SCOR and ReMark are transforming the insurance industry by focusing on improved customer experience, process automation, and digital innovation through VClaims. Sophie Chapelain, Head of Risks Selection at SCOR L&H France, and Jérémy Speed, Head of Europe at ReMark, SCOR Digital Solutions, shed light on the transformative changes we can anticipate in the insurance sector thanks to improved claims management for insurance customers.
How are you supporting the transformation of the insurance world?
Jeremy Speed: SCOR, through its subsidiary ReMark (SCOR Digital Solutions), puts the customer at the heart of the insurance business. Our day-to-day work consists of simplifying and improving insurance products. By combining our expertise in risk management with our experience in customer engagement, we offer comprehensive digital solutions across the entire customer journey. We automate and optimise underwriting and claims processes, paving the way for a proactive, inclusive and convenient customer experience. Finally, we emphasise a human, personalised approach in all our interactions with our customers and partners. Whether it's through data analysis, honing our digital innovation strategies or developing our risk prevention expertise, we're committed to building strong, ethical partnerships with an emphasis on human relationships.
In your opinion, how is it possible to improve the customer experience at the claims level, particularly in life and health insurance?
Sophie Chapelain: Claims processes have not yet benefited from the same degree of digitalisation, optimisation and automation as underwriting processes. There's a striking contrast between the two, and it's all the more glaring when the same customers and insurance products are involved. The technology available today and the expertise acquired in personal insurance products are excellent levers for rethinking the claims process.

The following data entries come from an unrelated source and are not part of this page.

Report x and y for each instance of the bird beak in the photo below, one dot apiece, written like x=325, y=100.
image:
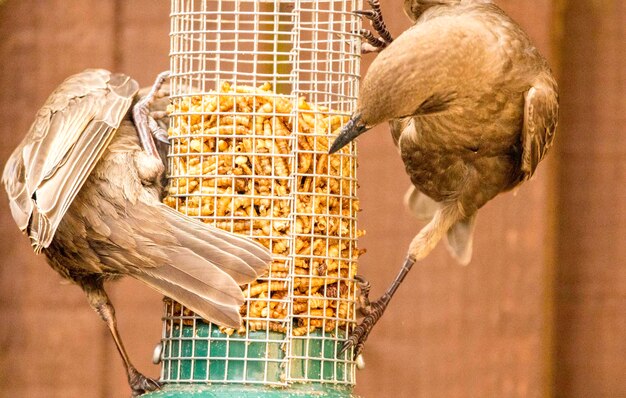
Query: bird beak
x=349, y=132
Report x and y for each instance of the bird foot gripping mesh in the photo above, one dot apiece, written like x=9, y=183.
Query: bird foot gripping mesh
x=258, y=90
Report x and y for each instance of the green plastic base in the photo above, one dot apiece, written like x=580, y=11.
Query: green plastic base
x=217, y=390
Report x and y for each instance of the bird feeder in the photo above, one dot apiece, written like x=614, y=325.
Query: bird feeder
x=259, y=89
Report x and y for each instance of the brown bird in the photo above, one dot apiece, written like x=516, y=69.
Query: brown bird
x=472, y=107
x=87, y=194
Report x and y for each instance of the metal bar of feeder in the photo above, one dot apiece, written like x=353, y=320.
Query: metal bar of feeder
x=303, y=49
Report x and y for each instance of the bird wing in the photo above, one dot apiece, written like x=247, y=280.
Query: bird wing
x=63, y=145
x=541, y=110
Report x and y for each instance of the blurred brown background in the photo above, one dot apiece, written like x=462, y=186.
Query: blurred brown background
x=540, y=311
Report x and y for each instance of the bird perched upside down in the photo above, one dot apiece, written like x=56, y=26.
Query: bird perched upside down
x=472, y=107
x=88, y=195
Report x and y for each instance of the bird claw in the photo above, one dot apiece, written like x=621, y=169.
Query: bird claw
x=141, y=384
x=147, y=126
x=360, y=333
x=373, y=43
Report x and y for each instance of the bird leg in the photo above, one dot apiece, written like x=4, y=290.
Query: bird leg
x=99, y=301
x=375, y=44
x=373, y=311
x=420, y=247
x=147, y=127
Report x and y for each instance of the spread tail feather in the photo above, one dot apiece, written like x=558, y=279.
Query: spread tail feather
x=205, y=267
x=240, y=257
x=221, y=314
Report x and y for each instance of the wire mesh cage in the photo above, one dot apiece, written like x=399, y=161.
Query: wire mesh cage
x=258, y=90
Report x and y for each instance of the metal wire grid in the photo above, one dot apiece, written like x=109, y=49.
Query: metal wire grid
x=303, y=49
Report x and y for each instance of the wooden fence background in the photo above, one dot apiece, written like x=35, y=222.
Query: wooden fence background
x=540, y=312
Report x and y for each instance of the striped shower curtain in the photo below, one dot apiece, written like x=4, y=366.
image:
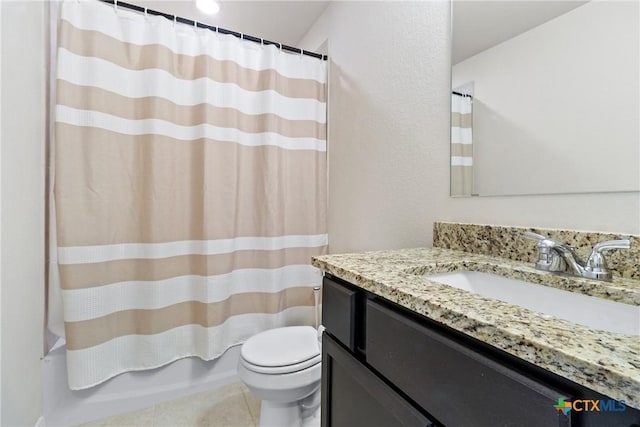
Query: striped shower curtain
x=461, y=145
x=190, y=189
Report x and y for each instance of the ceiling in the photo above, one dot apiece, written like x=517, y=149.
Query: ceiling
x=479, y=24
x=280, y=21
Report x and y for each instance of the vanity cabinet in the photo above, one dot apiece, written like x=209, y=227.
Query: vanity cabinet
x=384, y=365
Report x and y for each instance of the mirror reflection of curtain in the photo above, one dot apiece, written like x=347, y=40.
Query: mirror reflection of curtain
x=461, y=145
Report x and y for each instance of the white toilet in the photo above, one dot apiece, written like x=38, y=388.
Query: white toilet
x=283, y=367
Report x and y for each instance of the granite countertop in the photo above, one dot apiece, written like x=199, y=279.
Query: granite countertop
x=606, y=362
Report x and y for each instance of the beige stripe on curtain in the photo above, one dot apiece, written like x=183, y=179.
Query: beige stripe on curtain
x=461, y=145
x=190, y=189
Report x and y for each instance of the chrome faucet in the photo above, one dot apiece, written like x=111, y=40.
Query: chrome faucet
x=554, y=256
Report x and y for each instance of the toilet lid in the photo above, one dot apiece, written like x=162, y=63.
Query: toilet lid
x=281, y=347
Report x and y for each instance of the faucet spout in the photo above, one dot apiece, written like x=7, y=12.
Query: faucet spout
x=554, y=256
x=570, y=257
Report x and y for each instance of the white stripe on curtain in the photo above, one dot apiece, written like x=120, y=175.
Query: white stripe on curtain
x=132, y=350
x=152, y=82
x=102, y=253
x=190, y=189
x=109, y=122
x=88, y=303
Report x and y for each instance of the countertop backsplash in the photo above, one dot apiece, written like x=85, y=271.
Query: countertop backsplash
x=508, y=242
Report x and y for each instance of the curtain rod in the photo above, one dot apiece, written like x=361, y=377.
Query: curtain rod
x=214, y=29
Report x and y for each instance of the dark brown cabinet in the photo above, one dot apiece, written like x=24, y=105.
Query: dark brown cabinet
x=384, y=365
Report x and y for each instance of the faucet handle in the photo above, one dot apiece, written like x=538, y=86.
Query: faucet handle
x=597, y=267
x=549, y=259
x=534, y=236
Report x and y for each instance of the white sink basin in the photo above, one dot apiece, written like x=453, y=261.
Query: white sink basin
x=589, y=311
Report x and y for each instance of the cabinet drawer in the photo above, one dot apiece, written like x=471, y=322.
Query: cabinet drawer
x=339, y=311
x=353, y=396
x=457, y=386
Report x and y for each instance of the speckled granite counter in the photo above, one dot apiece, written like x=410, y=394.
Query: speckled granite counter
x=606, y=362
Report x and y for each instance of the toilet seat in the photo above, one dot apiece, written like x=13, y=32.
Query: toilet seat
x=286, y=369
x=281, y=350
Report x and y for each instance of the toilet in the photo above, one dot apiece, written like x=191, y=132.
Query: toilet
x=282, y=367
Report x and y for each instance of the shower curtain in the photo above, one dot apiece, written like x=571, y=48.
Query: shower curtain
x=190, y=189
x=461, y=145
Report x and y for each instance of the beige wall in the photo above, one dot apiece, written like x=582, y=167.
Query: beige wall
x=389, y=136
x=22, y=194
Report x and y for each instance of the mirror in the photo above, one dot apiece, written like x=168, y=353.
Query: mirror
x=545, y=97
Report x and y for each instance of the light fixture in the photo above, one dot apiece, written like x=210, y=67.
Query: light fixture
x=210, y=7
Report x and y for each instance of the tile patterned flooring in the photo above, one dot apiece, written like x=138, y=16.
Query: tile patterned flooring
x=229, y=406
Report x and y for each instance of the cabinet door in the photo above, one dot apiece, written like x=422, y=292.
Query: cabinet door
x=456, y=385
x=339, y=312
x=353, y=396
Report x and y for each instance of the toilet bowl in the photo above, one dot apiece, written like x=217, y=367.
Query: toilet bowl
x=282, y=367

In concrete terms, how can insurers benefit from this?
Jeremy Speed: In line with our ongoing success in medical selection via Velogica, number 1 in France for over ten years, we are now offering a white-label 'E-claims API' to facilitate claims declarations, particularly for work stoppages. Our solution, "VClaims", simplifies this process by combining automated decisions and simplified requests for supporting documents, making claims declaration more accessible and efficient for our partners and policyholders.
Aside from improving the customer experience, what's in it for the insurer?
Sophie Chapelain: It significantly speeds up claims processing times and reduces the number of incomplete files. This optimization is achieved by asking for the right information from the outset, thanks to our rules engine, by using simple questions to increase the quality of customer responses, and by limiting manual errors thanks to automated data entry. Our solution, which, like the one we have developed for pricing, instantly proposes a decision to managers: here again, this saves processing time and ensures consistency in the decisions made.
How can such a solution be a strategic advantage for an insurer?
Jeremy Speed: It helps refine pricing, underwriting and reserving policies, thanks to improved structuring of claims data. Our solution can be coupled with other functionalities, such as an "augmented" document download area with OCR and fraud detection modules, and with the use of AI to improve rules and develop predictive models.